If you're looking to get away with a crime, it helps to have somebody on the inside. And, as events this past week demonstrate, we all know that the ultimate insiders reside at 1600 Pennsylvania Ave.
On Thursday, the Securities and Exchange Commission crowed about "a major victory" in extracting a $550 million settlement from Goldman Sachs in a mortgage securities fraud case begun in 2007 after the firm failed to inform investors of a key fact: The supposedly neutral counterparty in a series of deals -- a firm owned by hedge fund manager John Paulson -- would get a massive financial windfall at their expense if the investments failed, as they did.
Paulson's firm made $12 billion betting against mortgage securities that year, and Goldman made hundreds of millions brokering the deals. The $550 million settlement is pocket change compared to Goldman's $162 billion in assets that are readily convertible to cash. Goldman's stock soared with the SEC announcement.
Why did Goldman get off so easy? The Obama administration's White House Counsel, the deputy director of the National Economic Council, the Treasury secretary's chief of staff and multiple other top administration officials are Goldman alums. Finding a sympathetic ear probably wasn't too hard.
But wait, there's more. BP officials admitted last week they pressured the Scottish government to speed up release of the Libyan terrorist behind the Lockerbie plane bombing that killed 190 Americans. At stake for BP was an offshore oil drilling deal with Libya.
A source told the Washington Post that White House outrage over the terrorist's release was feigned: "The Libya deal was done with the full blessing of the U.S. government." Why? Someone should ask White House chief of staff Rahm Emmanuel.
For years, Emmanuel lived rent-free in the basement of Stanley Greenberg's home, possibly in violation of congressional ethics rules. BP is a major client of Greenberg's storied Washington public relations firm, Greenberg Quinlan Rosner.

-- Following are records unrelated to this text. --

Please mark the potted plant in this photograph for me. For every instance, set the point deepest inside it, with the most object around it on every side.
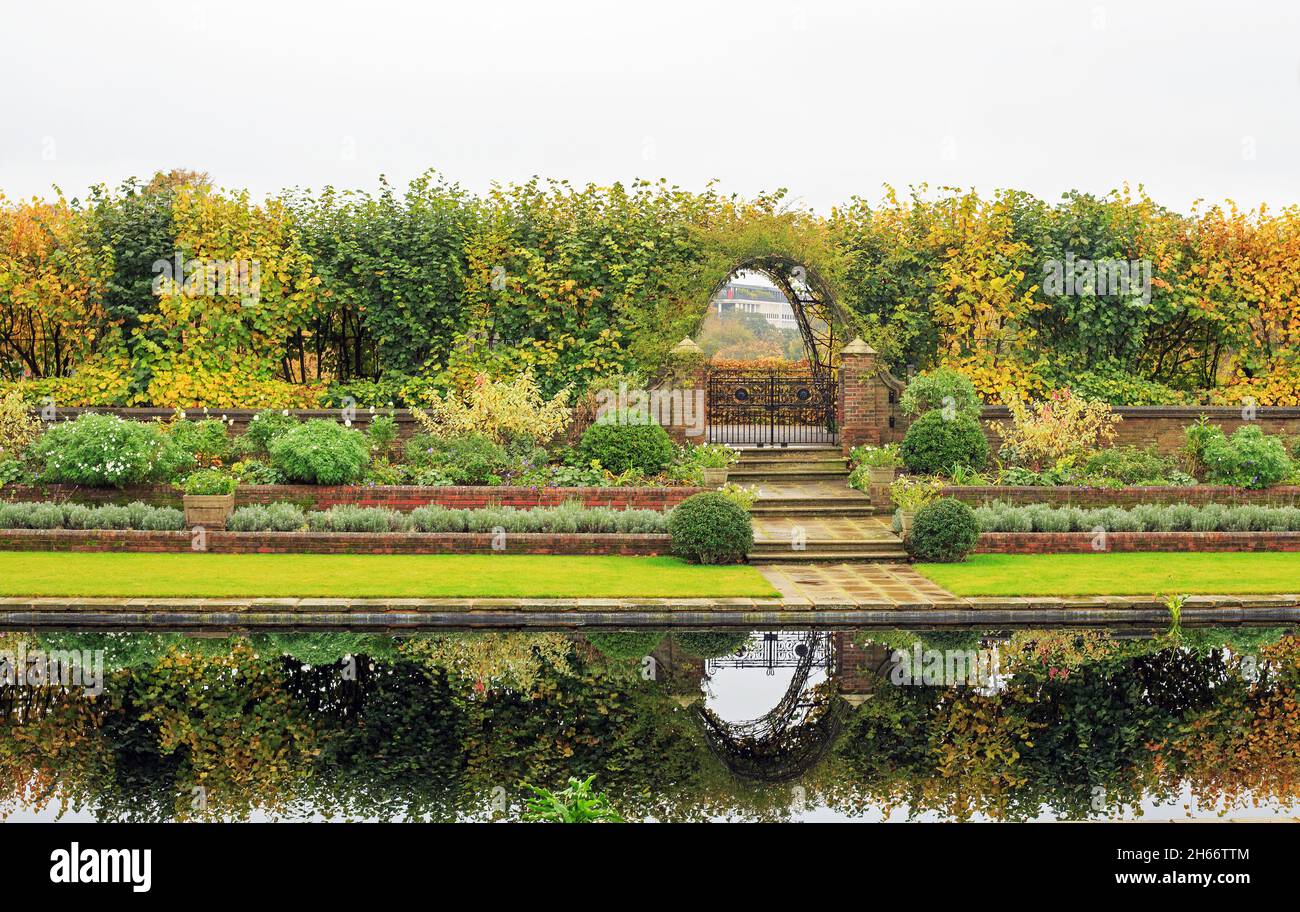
(880, 463)
(911, 494)
(209, 498)
(714, 459)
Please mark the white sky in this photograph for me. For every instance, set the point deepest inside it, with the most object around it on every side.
(830, 99)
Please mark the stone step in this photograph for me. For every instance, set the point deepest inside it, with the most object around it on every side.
(861, 544)
(811, 508)
(831, 556)
(785, 464)
(745, 476)
(789, 454)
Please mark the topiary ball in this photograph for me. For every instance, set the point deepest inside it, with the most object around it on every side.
(622, 447)
(710, 528)
(944, 532)
(935, 443)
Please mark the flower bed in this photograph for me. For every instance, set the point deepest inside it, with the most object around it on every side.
(1282, 495)
(342, 543)
(404, 496)
(1082, 542)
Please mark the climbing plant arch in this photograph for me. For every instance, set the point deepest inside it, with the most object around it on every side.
(823, 322)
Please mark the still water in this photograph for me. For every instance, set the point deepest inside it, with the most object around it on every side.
(675, 725)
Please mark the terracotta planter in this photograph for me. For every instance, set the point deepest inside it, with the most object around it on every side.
(715, 477)
(880, 474)
(209, 511)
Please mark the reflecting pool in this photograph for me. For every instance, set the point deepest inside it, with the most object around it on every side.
(1022, 724)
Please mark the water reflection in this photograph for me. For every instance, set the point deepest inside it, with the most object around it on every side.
(684, 725)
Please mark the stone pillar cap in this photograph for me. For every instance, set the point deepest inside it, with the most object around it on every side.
(858, 347)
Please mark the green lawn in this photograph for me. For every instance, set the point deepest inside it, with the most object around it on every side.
(1119, 574)
(369, 576)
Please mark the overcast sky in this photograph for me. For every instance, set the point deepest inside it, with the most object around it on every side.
(828, 99)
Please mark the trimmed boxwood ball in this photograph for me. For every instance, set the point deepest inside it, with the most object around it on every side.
(710, 528)
(935, 443)
(620, 447)
(320, 452)
(944, 532)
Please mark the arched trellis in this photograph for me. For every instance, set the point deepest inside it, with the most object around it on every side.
(787, 741)
(822, 321)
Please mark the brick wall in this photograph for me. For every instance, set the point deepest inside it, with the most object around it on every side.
(404, 498)
(1058, 543)
(1125, 496)
(1162, 426)
(341, 543)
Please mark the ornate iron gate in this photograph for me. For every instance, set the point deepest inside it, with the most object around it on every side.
(771, 408)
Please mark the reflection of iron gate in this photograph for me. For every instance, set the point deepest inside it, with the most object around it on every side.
(771, 407)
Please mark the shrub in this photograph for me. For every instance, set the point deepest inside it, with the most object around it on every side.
(1129, 465)
(624, 447)
(209, 482)
(939, 390)
(710, 528)
(502, 411)
(710, 645)
(267, 517)
(17, 426)
(1061, 428)
(346, 519)
(623, 645)
(103, 450)
(268, 426)
(944, 532)
(79, 516)
(471, 459)
(934, 444)
(320, 452)
(1247, 459)
(202, 442)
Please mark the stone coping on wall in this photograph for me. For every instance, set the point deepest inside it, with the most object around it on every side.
(395, 615)
(1188, 412)
(1075, 543)
(393, 496)
(334, 543)
(1282, 495)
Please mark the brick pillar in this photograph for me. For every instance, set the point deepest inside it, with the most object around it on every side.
(861, 416)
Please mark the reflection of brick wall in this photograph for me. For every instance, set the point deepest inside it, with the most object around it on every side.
(333, 543)
(401, 496)
(1049, 543)
(856, 667)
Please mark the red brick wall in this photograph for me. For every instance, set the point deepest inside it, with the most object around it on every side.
(341, 543)
(1057, 543)
(1125, 496)
(404, 498)
(1162, 428)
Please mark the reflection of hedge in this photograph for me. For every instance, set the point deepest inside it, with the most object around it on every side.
(403, 739)
(710, 645)
(624, 643)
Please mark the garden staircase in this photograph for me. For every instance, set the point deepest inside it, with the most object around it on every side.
(806, 512)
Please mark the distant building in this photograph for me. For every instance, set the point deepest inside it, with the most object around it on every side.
(761, 299)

The firm "helped BP plan and evaluate its successful re-branding campaign, focusing the company's branding on energy solutions, including the development of solar and other renewable energy sources," according to the Next Right, a conservative Web site.
As chairman of the House Democratic Congressional Campaign Committee, Emmanuel paid Greenberg Quinlan Rosner hundreds of thousands of dollars for services rendered.
Also last week, Swiss authorities rejected a U.S. request to extradite Polish filmmaker Roman Polanski for raping a 13-year-old American girl years ago. Swiss officials said their decision stemmed from U.S. refusal to turn over certain sealed court records.
But the Los Angeles district attorney's office says it never even got the request for the records. According to reports, the request was denied by the Justice Department. Just coincidence, right?
This past September, the New York Times reported Polanski's legal defense team hired Reid Weingarten, "a close friend and associate of Attorney General Eric Holder Jr.," who was to "push hard on the Washington end of the case." A few months later, Holder's Justice Department withholds key documents in the case and Polanski walks away a free man.
There are no smoking guns in these cases, but it's hard to miss all the White House fingerprints left at the crime scenes. Nobody expects Obama's in-the-tank press corps to pursue the political angles to these stories with the same dogged, pound-the-table outrage routinely seen with lesser scandals in the Bush administration.
Skeptics have always viewed politics as little more than a thinly veiled criminal enterprise. Obama can call it the era of hope and change, but, with all those fingerprints, it seems the more things change, the more they stay the same.